Write Index Layer Data
The Data Client Library provides the class LayerDataFrameWriter
, a custom Spark DataFrameWriter for writing DataFrames to index layers.
For index layers, data will be grouped by the values of the index attributes defined for the layer. If writing to a Protobuf-Encoded layer, there needs to be only one Row
for each set of index attributes.
Project Dependencies
If you want to create an application that uses the HERE platform Spark Connector to write data to index layer, add the required dependencies to your project as described in chapter Dependencies for Spark Connector.
Write process
For index layers, DataFrame
rows are grouped by indexes attributes to create the index data. The data will be uploaded into the index layer using the write engine and afterwards published using the Publish API. Also, DataFrame
can include additional metadata.
All provided metadata columns for index layer:
Column name | Data Type | Meaning | Require |
mt_metadata | Map[String, String] | Metadata of partition | No |
mt_timestamp | Long | Timestamp of creation (UTC) | No |
mt_checksum | String | Checksum of payload | No |
mt_crc | String | CRC of payload | No |
mt_dataSize | Long | Size of payload | No |
mt_compressedDataSize | Long | Compressed size of payload | No |
The following snippet demonstrates how to write a DataFrame
as an Avro, Parquet, or Protobuf-Encoded data file to an index layer of a catalog:
import com.here.platform.data.client.spark.LayerDataFrameReader.SparkSessionExt
import com.here.platform.data.client.spark.LayerDataFrameWriter.DataFrameExt
import com.here.platform.pipeline.PipelineContext
import org.apache.spark.sql.{DataFrame, SparkSession}
inputDF
.writeLayer(outputCatalogHrn, outputLayerId)
.save()
import org.apache.spark.sql.Dataset;
import org.apache.spark.sql.Row;
import org.apache.spark.sql.SparkSession;
JavaLayerDataFrameWriter.create(inputDF)
.writeLayer(outputCatalogHrn, outputLayerId)

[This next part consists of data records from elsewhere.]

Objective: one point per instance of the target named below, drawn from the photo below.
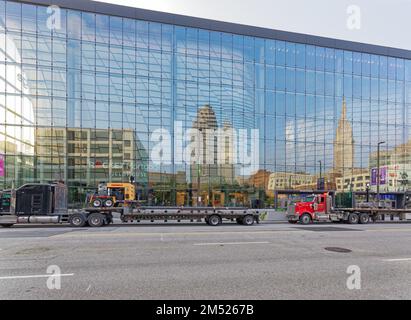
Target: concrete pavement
(195, 261)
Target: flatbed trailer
(47, 203)
(96, 217)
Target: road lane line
(37, 276)
(398, 260)
(229, 243)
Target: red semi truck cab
(314, 208)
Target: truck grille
(291, 209)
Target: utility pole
(378, 171)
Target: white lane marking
(37, 276)
(229, 243)
(398, 260)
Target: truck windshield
(308, 199)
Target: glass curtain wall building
(83, 91)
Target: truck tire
(214, 220)
(77, 220)
(305, 219)
(364, 218)
(6, 225)
(97, 203)
(353, 218)
(96, 220)
(109, 203)
(248, 220)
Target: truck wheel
(6, 225)
(214, 220)
(353, 218)
(364, 218)
(96, 220)
(248, 220)
(109, 203)
(97, 203)
(77, 220)
(305, 219)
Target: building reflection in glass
(79, 104)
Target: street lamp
(367, 188)
(378, 171)
(320, 173)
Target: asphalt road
(195, 261)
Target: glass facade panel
(94, 98)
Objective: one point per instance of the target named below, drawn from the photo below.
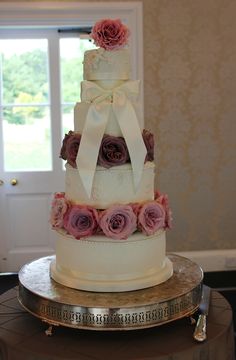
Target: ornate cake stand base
(56, 304)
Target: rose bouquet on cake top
(110, 34)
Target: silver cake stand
(56, 304)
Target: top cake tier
(100, 64)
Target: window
(41, 71)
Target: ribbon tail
(129, 126)
(90, 142)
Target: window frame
(67, 14)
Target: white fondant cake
(108, 265)
(104, 183)
(111, 224)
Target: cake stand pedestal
(56, 304)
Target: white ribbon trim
(102, 101)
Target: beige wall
(190, 105)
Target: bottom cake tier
(105, 265)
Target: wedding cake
(110, 222)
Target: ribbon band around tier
(101, 102)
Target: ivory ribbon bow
(101, 101)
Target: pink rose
(72, 147)
(118, 222)
(113, 151)
(81, 221)
(151, 217)
(148, 139)
(164, 201)
(58, 210)
(110, 34)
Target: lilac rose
(151, 217)
(110, 34)
(81, 221)
(148, 139)
(118, 221)
(113, 151)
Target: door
(40, 74)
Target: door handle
(14, 182)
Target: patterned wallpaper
(190, 88)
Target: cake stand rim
(117, 317)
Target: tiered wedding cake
(110, 222)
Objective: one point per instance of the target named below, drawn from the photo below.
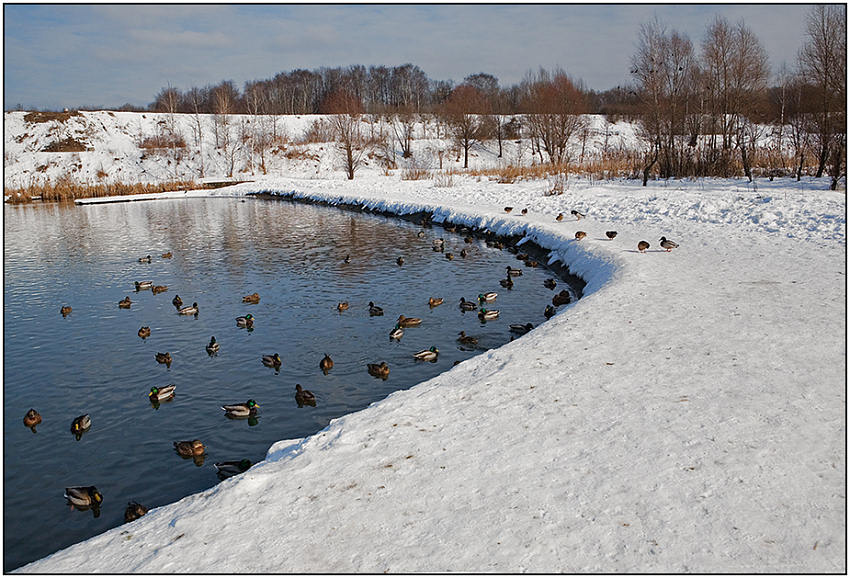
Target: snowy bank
(686, 415)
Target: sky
(67, 55)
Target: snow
(686, 415)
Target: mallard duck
(164, 393)
(488, 314)
(668, 244)
(467, 339)
(396, 332)
(228, 469)
(84, 496)
(381, 370)
(467, 305)
(213, 346)
(326, 364)
(487, 297)
(427, 354)
(562, 298)
(81, 424)
(520, 328)
(134, 511)
(249, 408)
(188, 449)
(189, 309)
(304, 396)
(32, 419)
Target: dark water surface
(223, 249)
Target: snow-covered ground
(686, 415)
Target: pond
(94, 362)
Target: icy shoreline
(686, 415)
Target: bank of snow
(686, 415)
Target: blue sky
(107, 55)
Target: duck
(467, 305)
(80, 425)
(249, 408)
(668, 244)
(408, 321)
(521, 329)
(84, 496)
(326, 364)
(488, 314)
(562, 298)
(232, 468)
(487, 297)
(381, 370)
(164, 393)
(427, 354)
(134, 511)
(467, 339)
(32, 419)
(187, 449)
(304, 396)
(189, 309)
(213, 346)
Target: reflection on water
(93, 362)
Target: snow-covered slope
(686, 415)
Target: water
(93, 361)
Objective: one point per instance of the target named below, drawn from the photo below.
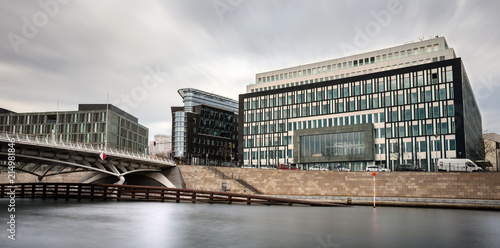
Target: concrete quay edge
(405, 201)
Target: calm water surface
(49, 223)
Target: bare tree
(397, 152)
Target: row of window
(420, 146)
(271, 154)
(350, 64)
(51, 118)
(439, 109)
(360, 88)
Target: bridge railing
(47, 140)
(81, 191)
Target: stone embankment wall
(21, 177)
(199, 177)
(455, 185)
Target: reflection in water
(49, 223)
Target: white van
(457, 164)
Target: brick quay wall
(453, 185)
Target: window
(435, 111)
(395, 116)
(444, 128)
(451, 111)
(422, 146)
(420, 80)
(429, 129)
(452, 145)
(414, 98)
(415, 130)
(421, 113)
(428, 96)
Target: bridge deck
(141, 193)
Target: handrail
(81, 191)
(34, 139)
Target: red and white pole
(374, 173)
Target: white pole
(57, 121)
(374, 173)
(106, 127)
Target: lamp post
(436, 136)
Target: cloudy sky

.option("olp.connector.metadata-columns", true)
.save();
The following snippet demonstrates how to write a DataFrame
as a file with an arbitrary format. In this example, the input DataFrame
contains column field1
as integer, field2
as string.
import com.here.platform.data.client.spark.LayerDataFrameReader.SparkSessionExt
import com.here.platform.data.client.spark.LayerDataFrameWriter._
val sparkSession: SparkSession =
SparkSession.builder().master("local").appName("write-csv").getOrCreate()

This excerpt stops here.